1.
Occhi bassi. Attenzione a non alzare lo sguardo. Tommaso Lupino stava tornando a casa, cercando di non incappare in qualche contravvenzione. Camminava sulla parte gialla del marciapiede, cercando di non distrarsi. “Buongiorno signor Tommaso!”…cosa faccio? Mi sembra che sia il salumiere…uno sguardo con la coda dell’occhio…sì, sì, siamo nei pressi della salumeria, sarà lui…Tommaso sbirciò un attimo, il meno possibile, e, rinfrancato, riconobbe Amedeo Scassalavecchia, famigerato rivenditore di mortadelle ingiallite e prosciutti di Parma fatti in Albania e poi rimarchiati, come gli permetteva una antica e regolare licenza rilasciata dalla sezione malcomunale della ndrangheta di Pizzo Calabro. Eh, sì, il padre dello Scassalavecchia era di origini calabresi. O, meglio, si spacciava per calabrese purosangue, essendo, in verità, di Gnomone, provincia di Bergamo. “Buongiorno, buongiorno!...” rispose calorosamente Tommaso, chinando più volte il capo, “…buongiorno!”. Alzato però impercettibilmente lo sguardo il sangue si rapprese, ghiaccio, nelle vene del Lupino. Un agente si stava avvicinando con fare innervosito.
“Signor Amedeo…sì, sì, salutiamo…avete iniziato voi la conversazione?
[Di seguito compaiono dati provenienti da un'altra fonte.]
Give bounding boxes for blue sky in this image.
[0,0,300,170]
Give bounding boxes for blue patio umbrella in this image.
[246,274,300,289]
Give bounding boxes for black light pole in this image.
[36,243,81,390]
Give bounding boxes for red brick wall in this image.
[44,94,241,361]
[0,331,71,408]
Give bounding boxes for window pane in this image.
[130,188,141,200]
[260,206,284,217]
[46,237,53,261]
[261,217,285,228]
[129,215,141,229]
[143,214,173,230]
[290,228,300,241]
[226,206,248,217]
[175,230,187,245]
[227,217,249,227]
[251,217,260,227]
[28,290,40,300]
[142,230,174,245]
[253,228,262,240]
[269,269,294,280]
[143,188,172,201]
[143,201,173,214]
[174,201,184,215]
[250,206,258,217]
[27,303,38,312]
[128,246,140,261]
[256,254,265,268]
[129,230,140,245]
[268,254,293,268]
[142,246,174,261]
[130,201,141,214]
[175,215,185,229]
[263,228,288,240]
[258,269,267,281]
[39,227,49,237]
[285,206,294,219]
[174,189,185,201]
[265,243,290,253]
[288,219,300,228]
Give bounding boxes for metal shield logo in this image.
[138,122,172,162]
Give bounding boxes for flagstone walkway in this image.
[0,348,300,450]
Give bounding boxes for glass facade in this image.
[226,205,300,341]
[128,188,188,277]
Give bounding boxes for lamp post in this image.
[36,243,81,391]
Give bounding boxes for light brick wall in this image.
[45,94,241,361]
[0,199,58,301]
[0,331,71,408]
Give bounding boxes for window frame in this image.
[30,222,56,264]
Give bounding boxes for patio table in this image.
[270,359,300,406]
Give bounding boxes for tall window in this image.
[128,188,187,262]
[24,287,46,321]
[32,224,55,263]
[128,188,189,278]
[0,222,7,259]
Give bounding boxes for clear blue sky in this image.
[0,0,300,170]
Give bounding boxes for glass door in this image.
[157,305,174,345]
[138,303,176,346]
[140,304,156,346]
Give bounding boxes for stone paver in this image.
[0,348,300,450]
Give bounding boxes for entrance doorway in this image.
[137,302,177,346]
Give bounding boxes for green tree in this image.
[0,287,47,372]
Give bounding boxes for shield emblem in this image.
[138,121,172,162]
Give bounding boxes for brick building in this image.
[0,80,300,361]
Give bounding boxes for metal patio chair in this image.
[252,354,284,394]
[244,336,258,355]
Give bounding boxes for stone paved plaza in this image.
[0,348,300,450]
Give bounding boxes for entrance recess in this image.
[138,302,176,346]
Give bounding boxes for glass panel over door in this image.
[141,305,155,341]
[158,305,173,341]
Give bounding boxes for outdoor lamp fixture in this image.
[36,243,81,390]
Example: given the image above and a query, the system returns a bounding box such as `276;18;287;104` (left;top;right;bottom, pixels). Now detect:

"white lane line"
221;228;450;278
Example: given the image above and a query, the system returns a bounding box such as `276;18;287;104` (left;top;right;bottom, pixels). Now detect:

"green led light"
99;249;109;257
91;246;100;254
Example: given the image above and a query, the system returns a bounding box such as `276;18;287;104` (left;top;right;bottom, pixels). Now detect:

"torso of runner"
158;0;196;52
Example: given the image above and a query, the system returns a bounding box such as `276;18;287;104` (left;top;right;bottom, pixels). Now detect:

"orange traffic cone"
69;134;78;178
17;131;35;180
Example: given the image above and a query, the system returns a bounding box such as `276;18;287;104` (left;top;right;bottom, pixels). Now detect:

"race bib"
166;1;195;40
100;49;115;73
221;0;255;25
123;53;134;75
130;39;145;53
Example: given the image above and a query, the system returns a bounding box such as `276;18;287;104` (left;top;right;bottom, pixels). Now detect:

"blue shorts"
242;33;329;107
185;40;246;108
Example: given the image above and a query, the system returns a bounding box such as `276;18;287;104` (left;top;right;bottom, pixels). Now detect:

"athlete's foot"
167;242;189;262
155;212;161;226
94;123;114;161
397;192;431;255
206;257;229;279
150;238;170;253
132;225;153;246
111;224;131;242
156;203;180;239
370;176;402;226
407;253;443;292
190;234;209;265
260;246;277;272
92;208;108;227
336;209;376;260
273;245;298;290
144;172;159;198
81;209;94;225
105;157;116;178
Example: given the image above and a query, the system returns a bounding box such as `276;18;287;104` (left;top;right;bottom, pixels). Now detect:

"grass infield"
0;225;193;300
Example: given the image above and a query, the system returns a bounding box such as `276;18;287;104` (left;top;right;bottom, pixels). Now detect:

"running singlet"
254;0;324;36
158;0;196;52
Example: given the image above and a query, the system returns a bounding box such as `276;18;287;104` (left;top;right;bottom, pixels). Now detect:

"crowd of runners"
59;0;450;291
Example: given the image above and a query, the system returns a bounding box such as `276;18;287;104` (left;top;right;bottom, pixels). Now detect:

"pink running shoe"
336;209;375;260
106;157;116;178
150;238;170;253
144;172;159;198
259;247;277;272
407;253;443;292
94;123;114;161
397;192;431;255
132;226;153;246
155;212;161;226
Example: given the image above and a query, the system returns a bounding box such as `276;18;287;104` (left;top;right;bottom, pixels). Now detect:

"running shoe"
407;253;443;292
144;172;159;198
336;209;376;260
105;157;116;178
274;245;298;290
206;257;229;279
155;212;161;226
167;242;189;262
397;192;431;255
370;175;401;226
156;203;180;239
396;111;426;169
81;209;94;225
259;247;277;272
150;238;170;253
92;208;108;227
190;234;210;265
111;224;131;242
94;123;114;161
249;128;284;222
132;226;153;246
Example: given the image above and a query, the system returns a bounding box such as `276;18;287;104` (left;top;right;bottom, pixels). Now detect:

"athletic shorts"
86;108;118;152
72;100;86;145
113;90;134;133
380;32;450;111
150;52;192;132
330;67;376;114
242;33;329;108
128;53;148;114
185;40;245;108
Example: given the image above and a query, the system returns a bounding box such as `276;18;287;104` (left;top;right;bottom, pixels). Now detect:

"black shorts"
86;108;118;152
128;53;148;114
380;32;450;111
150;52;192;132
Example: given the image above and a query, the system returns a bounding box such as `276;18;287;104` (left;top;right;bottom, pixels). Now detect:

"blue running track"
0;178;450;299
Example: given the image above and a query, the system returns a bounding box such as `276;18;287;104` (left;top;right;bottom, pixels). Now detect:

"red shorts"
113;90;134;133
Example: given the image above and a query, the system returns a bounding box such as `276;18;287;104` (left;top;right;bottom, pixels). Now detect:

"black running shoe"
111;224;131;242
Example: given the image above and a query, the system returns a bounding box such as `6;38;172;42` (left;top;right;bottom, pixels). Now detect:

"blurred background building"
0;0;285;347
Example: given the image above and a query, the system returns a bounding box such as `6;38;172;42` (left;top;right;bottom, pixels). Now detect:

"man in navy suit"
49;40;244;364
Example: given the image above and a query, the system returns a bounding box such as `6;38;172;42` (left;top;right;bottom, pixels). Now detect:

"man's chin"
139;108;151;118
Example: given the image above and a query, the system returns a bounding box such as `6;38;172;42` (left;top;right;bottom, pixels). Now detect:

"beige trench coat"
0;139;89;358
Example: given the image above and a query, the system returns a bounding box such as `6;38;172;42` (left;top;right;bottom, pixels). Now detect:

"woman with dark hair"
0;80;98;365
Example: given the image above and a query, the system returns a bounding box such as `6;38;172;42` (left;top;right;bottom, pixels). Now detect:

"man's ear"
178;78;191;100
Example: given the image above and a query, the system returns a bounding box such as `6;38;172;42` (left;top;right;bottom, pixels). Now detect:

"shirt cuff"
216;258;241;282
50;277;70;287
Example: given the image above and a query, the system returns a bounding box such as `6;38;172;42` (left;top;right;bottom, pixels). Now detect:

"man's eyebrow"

O il signore qua ha fatto da sé?”. Il Lupino strinse ancor di più la testa fra le spalle, terrorizzato all’idea di una multa per innalzamento di sguardo oltre la linea dell’orizzonte (Gazz. Uff. n.305, art. 12, comma 31, sottopar. 5, cr. 9, pcd. 11, mm. 2). “E poi state anche calpestando il suolo non pubblico…non va bene, non va bene…lo sapete che dovete pagare il tazzo” (orrendo neologismo, fusione di “tassa” e “pizzo”. I più colti dicevano tassente o tantassa). Pur avendo lo sguardo inchiodato per terra la sua attenzione, volta al mondo circostante, in alto, sopra l’orizzonte, lo aveva tradito. Con sgomento notò che la parte esterna della suola sinistra calpestava la parte grigia del marciapiede. “Ma che fate? Camminate con la testa tra le nuvole? Agente, sia buono, il signor Tommaso stava entrando a comprare un po’ dei miei celeberrimi salumi, non ostacoli un buon affare…”. La pelle d’oca. Era una vera e propria aggressione. Per lui che non era iscritto né alla lega mafiosa locale né all’unione camorristica né tantomeno alla sacra corona (la sede provinciale della ndrangheta era chiusa per rinnovamento, dopo l‘incendio di fine mese. Non se la passavano bene e avevano deciso di riaprire dopo l’incendio del mese prossimo, per risparmiare) il rifiuto era impossibile. “E vabbene…sarò clemente, chiuderò due occhi…Da tariffario mi deve una concussione del 20%”. “Ma certamente!”, escalmò lo Scassalavecchia, quasi che qualcuno potesse pensare che lui fosse diversamente onesto. Il Lupino, angosciato, cercava di intravvedere l’entità del pizzo. Lui avrebbe pagato cinque volte tanto per della mortadella che, l’ultima volta, aveva sterminato tutti i gatti del suo cortile. La cifra era cospicua. Ma si aspettava di peggio. San Crispino, Patrono del Pizzino lo aveva aiutato.
Entrando nel suo palazzo da una finestra dell’androne, per risparmiare sul pizzo al portiere, il Lupino si vide venire incontro un gruppetto di gatti della zona. Intuito il pericolo cercò subito di scappare verso le scale, correndo ovviamente sulle strisce gialle, quando uno dei mici, sentito l’odore della mortadella assassina, gli si lanciò addosso. In un attimo fu ricoperto di felini furiosi desiderosi di punire chiunque avesse a che fare con quella sostanza letale e gatticida.
Malconcio e dolorante il Lupino ritirò la sua chiave di casa dal Boss del pianerottolo e, finalmente, si accasciò sul letto, sbattendo però la testa sul calcio di uno dei fucili che, da contratto, doveva nascondere a casa. Aveva chiesto il permesso al Boss del Palazzo di poter custodire delle cose più comode, magari sotto il divano, ma la sua richiesta era ferma da mesi al MalComune. La Commissione per le Pratiche Mafiose non si era ancora riunita. Eppure erano passati già tre anni dal suo insediamento. Forse si sarebbe potuto sperare prima delle elezioni. La stanchezza e la tensione, insieme alla commozione (cerebrale) fecero il resto. Tommaso Lupino sprofondò in un sonno irrequieto, popolato di felini e prosciutti albanesi.